U.S. authorities have not disclosed the reasons behind the decision to revoke his visa, but cited the Patriot Act, an anti-terrorism law adopted by Congress in October 2001.

Ramadan re-applied for the visa in October. Ramadan said U.S. authorities had encouraged him to re-apply. He had heard nothing since being interviewed in October at the U.S. embassy in Berne, he told Reuters.

The move was widely slammed by U.S. academics, who suspect Ramadan has been barred because of his sharp criticisms of Israel, the war in Iraq and U.S. policy in the Mideast.

It sparked protests from at least four U.S. scholars’ groups, led a United Nations-sponsored institution to issue an academic freedom alert and inspired appeals on Ramadan’s behalf from some Jewish groups, reports the AP.

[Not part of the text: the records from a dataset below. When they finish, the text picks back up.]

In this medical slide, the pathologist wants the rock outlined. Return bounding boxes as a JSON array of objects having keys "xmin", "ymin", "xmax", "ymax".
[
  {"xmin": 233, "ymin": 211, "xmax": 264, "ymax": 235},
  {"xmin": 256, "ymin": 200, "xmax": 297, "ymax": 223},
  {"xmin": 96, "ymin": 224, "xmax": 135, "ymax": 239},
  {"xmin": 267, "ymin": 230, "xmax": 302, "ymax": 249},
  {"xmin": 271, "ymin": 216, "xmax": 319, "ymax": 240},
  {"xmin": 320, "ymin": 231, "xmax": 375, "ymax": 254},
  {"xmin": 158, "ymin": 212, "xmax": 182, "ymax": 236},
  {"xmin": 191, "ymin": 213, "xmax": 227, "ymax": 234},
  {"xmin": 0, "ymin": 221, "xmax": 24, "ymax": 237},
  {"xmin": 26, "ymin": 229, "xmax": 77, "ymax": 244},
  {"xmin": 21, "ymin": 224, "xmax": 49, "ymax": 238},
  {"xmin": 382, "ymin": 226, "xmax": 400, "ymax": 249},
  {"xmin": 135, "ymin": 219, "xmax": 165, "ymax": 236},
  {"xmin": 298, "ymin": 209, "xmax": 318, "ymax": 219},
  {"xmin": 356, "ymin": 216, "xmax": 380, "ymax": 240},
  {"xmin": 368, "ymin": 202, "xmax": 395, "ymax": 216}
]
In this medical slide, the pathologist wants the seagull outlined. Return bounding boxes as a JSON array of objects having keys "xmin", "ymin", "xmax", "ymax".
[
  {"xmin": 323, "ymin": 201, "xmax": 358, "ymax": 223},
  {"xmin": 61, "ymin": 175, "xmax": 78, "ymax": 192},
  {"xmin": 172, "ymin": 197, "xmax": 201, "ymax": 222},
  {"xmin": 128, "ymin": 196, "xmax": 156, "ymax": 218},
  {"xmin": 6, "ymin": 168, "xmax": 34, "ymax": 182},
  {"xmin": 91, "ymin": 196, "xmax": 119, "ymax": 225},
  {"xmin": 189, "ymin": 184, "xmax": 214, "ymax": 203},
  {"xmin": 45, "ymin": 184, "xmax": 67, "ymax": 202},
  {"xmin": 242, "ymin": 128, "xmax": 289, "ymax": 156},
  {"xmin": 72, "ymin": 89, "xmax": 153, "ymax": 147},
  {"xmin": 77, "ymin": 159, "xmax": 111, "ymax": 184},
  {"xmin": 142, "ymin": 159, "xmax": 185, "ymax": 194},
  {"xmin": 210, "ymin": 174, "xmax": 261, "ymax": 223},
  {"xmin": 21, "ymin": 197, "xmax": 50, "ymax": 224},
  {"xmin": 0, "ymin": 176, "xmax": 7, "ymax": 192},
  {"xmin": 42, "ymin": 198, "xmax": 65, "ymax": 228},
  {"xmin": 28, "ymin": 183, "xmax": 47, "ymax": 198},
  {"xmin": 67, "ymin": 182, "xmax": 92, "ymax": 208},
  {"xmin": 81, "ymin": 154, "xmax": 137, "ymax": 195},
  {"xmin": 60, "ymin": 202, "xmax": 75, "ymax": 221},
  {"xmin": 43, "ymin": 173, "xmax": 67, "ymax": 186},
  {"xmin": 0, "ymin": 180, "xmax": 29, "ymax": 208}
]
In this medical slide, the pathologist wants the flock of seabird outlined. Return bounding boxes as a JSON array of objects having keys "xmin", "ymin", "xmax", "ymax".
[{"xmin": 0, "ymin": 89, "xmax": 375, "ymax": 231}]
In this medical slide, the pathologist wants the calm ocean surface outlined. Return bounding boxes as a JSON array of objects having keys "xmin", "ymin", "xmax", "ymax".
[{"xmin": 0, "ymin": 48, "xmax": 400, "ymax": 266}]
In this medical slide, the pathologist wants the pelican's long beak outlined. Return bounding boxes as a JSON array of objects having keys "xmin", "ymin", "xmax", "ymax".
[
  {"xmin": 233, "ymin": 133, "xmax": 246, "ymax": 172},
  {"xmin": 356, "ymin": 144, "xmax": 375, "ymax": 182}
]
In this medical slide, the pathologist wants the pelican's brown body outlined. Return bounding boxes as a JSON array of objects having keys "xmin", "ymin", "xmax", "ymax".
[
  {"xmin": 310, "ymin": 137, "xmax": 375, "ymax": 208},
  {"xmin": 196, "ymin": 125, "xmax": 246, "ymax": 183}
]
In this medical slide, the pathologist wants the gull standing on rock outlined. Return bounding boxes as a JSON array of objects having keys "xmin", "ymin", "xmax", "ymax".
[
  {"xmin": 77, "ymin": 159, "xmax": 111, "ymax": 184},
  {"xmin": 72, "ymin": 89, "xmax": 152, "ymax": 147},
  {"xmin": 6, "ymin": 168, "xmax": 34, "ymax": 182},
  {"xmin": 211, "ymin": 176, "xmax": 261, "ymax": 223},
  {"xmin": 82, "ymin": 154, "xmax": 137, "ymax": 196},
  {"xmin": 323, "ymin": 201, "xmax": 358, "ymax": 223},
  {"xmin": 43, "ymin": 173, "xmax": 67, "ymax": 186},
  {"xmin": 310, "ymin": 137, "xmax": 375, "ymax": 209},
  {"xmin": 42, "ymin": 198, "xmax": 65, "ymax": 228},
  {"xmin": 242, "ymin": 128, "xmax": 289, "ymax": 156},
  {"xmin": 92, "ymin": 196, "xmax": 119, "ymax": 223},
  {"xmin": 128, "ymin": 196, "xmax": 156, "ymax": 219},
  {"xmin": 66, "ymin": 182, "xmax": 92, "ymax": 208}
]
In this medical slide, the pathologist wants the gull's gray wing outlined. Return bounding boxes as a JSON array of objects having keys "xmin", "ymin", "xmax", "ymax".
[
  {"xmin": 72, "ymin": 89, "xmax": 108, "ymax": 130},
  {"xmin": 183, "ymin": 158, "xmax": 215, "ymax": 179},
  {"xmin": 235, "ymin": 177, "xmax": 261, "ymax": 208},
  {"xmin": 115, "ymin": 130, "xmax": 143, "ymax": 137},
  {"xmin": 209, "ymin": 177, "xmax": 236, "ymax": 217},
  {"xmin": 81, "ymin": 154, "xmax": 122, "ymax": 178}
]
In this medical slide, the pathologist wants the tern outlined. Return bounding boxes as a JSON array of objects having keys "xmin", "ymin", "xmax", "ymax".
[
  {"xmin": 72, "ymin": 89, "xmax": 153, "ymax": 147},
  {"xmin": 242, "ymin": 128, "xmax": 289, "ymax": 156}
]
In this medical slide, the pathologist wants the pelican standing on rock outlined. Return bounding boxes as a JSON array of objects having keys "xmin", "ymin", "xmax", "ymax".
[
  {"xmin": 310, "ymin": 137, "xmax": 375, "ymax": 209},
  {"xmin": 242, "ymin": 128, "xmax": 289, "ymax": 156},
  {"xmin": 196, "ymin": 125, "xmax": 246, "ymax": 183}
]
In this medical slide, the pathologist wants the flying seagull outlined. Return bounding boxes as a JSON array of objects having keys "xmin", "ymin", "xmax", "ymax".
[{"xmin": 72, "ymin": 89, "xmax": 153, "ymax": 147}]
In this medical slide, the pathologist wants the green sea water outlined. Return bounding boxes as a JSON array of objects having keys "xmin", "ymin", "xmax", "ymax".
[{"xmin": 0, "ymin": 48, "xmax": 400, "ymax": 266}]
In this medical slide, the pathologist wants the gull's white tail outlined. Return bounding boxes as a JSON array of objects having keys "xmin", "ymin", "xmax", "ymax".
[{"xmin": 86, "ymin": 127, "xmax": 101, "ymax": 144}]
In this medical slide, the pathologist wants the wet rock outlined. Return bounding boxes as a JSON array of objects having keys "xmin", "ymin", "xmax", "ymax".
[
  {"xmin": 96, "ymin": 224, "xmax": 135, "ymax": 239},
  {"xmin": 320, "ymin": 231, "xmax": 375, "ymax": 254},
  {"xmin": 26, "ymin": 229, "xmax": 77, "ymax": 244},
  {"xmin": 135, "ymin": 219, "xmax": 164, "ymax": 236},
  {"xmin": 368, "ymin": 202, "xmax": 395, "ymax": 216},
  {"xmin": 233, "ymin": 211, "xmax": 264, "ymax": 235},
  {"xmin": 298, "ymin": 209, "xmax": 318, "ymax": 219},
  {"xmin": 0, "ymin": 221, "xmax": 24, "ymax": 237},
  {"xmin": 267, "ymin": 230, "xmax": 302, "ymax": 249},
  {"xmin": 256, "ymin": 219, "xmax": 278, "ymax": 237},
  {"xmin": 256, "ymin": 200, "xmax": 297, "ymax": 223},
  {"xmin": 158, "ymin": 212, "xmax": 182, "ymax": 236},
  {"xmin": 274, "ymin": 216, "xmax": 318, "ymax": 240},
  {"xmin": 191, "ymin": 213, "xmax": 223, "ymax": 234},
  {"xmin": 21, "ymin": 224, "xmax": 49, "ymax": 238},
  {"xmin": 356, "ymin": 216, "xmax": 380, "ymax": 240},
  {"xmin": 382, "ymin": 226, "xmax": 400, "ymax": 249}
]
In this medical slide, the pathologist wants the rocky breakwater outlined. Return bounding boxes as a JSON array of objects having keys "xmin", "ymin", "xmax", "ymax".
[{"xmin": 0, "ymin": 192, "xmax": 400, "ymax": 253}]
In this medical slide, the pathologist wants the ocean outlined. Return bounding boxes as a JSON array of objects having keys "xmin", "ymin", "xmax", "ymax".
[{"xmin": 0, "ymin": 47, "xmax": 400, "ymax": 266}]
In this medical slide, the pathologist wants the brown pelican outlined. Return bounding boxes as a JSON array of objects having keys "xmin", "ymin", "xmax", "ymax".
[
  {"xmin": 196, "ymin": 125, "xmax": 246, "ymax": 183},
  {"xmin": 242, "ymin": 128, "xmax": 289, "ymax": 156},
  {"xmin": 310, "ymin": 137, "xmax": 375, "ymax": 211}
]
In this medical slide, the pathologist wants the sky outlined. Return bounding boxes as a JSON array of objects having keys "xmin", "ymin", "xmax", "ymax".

Ramadan has accused President George W. Bush’s administration of trying to silence him, reports Reuters.

“The U.S. administration does not want my voice heard. I consider this an attack on academic freedom,” added the 42-year-old, who has a doctorate from the University of Geneva.

“There are questions that need to be asked and answered in visa interviews and the visa process,” State Department spokesman Richard Boucher said. “We have been willing to go through that process after Mr. Ramadan’s initial exclusion.”

“We would have to point out, though, that the resignation from the proffered teacher post at Notre Dame would nullify the basis for the pending visa application, and thus that would end the review of his application for a visa,” Boucher said.

“The gentleman, Mr. Ramadan, had reapplied for a visa. The case was under review,” he said.

However, Ramadan’s decision to abandon the post was taken after a Notre Dame official was told by a State Department contact that no decision on the visa was in view, Ramadan said.

Ramadan had been named head of the program in religion, conflict and peace-building at the Joan Kroc Institute for International Peace Studies at Notre Dame. It was set up by the billionaire widow of Ray Kroc, founder of the fast-food chain McDonald’s, the news agency reports.

He was also named professor in Islamic studies in the university’s classics department.

Notre Dame, a Catholic university, said then it was “deeply disappointed and concerned,” but was optimistic the issue would be resolved and Ramadan would be allowed to take up his post, reports Reuters.

“We are disappointed,” said Appleby. “Faculty and students at Notre Dame and at other U.S. universities were looking forward to engaging him productively on a variety of issues central to our times.”

“Such dialogue, we believe, is an essential requirement to a deeper understanding of the complexity of the Muslim world.”

Ramadan, the grandson of Hassan al-Banna, the Egyptian founder of the Muslim Brotherhood, has condemned the use of violence in the name of Islam.

The scholar’s studies focus on showing how Islamic values are compatible with those of secular European society, and he has gained a popular following among European Muslims, reports the AP.

Ramadan said Tuesday there is nothing in his past to justify the ban and demanded that U.S. authorities give details of its investigation of him in order to clear him of the “untrue and humiliating” claims that he was barred because of ties to terrorism, the news agency reports.

He also thanked Notre Dame and dozens of American organizations for their support, reports Reuters.

“They are the dignity of the United States, carrying high the banner of pluralism and democratic debate while the U.S. administration unfortunately seems to show more signs each day of slipping toward a closed and worrying unilateralism.”